Por Carmela Marcuzzo do Canto Cavalheiro
Advogada, professora de Direito Internacional na Unipampa
Antes de pensar no aguardado resultado final das eleições dos EUA, faz-se mister ressaltar o fato de que um presidente pode ser eleito, naquele país, sem ter a maioria dos votos populares. Devem ser recordados alguns eleitos mesmo sem essa maioria, casos de George W. Bush, em 2000, e Donald Trump, em 2016. Candidata pelo Partido Democrata em 2016, Hillary Rodham Clinton relembra, no livro What Happened (“O que aconteceu”), que, antes do atual pleito, havia sido a presidenciável que mais votos teve na história, atrás somente de Barack Obama, em 2008. Mesmo com seus mais de 65 milhões de votos, ela não ganhou a eleição, em um resultado tão inesperado que, após a derrota, recebeu telefonemas de ex-presidentes como Jimmy Carter e o republicano George W. Bush. Como Hillary relatou, não era um segredo que nem Bush, nem Carter são admiradores de Trump.
Na área do direito internacional e das relações internacionais, o atual presidente dos EUA conduz a política externa de modo avesso ao multilateralismo. Além disso, nos últimos quatro anos dificultou relações com regiões com as quais até então os EUA conservavam reciprocidade histórica, como a União Europeia. A Alemanha, com sua chanceler, Angela Merkel, é um exemplo de mudança de inserção internacional após o efeito Trump: segundo Merkel, tornou-se fundamental estabelecer novas alianças, pois o presidente estadunidense não é um líder confiável.
No caso do Brasil, existe uma admiração incontestável por parte de Jair Bolsonaro em relação ao presidente Trump.

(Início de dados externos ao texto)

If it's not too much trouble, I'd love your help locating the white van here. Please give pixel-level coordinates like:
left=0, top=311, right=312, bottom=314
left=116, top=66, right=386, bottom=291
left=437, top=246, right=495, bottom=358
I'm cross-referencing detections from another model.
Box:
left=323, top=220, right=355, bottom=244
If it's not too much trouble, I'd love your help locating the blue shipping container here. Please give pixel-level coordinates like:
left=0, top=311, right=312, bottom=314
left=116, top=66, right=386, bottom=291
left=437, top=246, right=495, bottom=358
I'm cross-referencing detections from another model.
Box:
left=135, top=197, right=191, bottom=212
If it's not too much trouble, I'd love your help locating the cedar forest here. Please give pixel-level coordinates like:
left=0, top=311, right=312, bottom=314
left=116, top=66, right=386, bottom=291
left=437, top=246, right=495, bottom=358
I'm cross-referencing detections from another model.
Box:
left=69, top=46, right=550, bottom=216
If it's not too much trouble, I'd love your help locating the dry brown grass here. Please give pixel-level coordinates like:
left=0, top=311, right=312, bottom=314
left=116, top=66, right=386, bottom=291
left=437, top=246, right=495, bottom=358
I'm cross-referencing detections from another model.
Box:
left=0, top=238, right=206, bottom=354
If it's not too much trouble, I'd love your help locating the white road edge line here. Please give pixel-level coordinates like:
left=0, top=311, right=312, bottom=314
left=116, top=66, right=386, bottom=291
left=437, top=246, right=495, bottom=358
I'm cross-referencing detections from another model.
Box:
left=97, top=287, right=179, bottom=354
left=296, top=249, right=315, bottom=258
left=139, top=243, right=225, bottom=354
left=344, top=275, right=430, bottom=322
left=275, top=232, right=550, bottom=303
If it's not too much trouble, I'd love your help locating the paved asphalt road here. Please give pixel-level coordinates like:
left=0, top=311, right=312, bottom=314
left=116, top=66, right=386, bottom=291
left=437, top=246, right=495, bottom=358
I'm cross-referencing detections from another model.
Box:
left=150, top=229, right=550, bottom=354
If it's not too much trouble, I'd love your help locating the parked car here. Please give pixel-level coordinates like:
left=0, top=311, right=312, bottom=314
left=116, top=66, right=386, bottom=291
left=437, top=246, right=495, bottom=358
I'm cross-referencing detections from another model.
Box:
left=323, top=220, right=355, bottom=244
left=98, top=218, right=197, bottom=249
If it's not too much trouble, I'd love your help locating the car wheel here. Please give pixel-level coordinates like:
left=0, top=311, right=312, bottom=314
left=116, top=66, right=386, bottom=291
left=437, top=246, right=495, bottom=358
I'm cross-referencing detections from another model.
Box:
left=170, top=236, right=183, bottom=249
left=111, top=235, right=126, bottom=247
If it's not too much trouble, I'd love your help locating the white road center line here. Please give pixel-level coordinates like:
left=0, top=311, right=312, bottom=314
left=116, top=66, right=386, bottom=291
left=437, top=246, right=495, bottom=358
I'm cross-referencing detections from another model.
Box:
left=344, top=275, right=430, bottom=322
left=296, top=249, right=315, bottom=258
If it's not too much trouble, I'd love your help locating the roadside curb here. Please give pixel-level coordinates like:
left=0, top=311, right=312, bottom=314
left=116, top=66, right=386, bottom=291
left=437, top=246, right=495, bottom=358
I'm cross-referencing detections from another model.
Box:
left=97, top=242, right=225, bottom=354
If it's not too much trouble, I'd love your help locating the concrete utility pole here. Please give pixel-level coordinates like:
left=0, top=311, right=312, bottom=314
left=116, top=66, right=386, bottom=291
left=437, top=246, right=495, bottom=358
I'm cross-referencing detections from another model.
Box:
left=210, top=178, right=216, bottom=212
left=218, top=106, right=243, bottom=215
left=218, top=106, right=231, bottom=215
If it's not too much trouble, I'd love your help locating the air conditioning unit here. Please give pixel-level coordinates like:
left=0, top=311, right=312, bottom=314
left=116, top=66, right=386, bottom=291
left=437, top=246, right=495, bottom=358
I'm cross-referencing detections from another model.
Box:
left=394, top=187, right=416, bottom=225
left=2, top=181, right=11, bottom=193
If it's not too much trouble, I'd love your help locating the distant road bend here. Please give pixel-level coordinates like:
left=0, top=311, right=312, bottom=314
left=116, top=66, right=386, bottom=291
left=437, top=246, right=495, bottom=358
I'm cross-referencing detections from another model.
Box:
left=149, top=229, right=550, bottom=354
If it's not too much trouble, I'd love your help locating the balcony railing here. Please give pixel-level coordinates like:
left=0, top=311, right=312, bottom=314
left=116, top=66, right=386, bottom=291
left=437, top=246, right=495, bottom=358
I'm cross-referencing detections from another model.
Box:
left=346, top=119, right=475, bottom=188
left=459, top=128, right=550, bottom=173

No entanto, ao verificar a possível vitória de Joe Biden (não confirmada oficialmente até a publicação deste texto), a estratégia do governo brasileiro é tentar se aproximar do candidato, ainda que não tenha obtido sucesso. Curiosamente, o presidente do partido de esquerda do México, Andrés Manuel López Obrador, também é admirador de Trump, mesmo que Trump tenha defendido a construção do muro que separa os EUA do México. Seu slogan de campanha, em 2016, havia sido “Build a wall and make Mexico pay for it”, ou seja, “construir o muro e fazer o México pagar por ele”. Obrador e Bolsonaro, contudo, são exceções em uma sociedade internacional perplexa com o modus operandi das relações internacionais de Trump, incluindo aí a sua condução da pandemia da covid-19.
O presidente dos EUA denunciou o Acordo de Paris, que tem como objetivo fortalecer a resposta global de ameaça à mudança do clima, sendo um importante tratado multilateral para a temática ambiental. E, também, o Tratado para a Eliminação de Mísseis Nucleares de Curto e Médio Alcance (INF), um acordo bilateral entre EUA e Rússia na doutrina da manutenção de destruição mútua assegurada (MAD) utilizada a partir da Guerra Fria. Trump disse que não permaneceria em um tratado bilateral que a Rússia não respeita. Na Organização Mundial de Comércio (OMC), o atual presidente estadunidense deixou de nomear os juízes para o Órgão de Apelação, prejudicando todos os julgamentos sobre medidas a serem tomadas em áreas como salvaguardas, antidumping e antissubsídios.
Em quatros anos, a política externa de Trump foi nefasta para a sociedade internacional, interrompendo vários tratados internacionais que seus antecessores haviam negociado habilidosamente. Para o Brasil, vale ressaltar, é fundamental a utilização do sistema multilateral, pois nele as assimetrias se tornam menos evidentes e os países conseguem negociar em um patamar mais igualitário. Para uma potência como os EUA não faz muita diferença, mas ao Brasil é mais vantajoso negociar em bases multilaterais do que bilaterais. A vitória de Biden, se confirmada, pode retomar a possibilidade de maior protagonismo do multilateralismo, pois o candidato democrata se posicionou no sentido de retomar o diálogo com a Organização Mundial da Saúde (OMS), assim como o Acordo de Paris e, ainda, a aproximação com a OMC.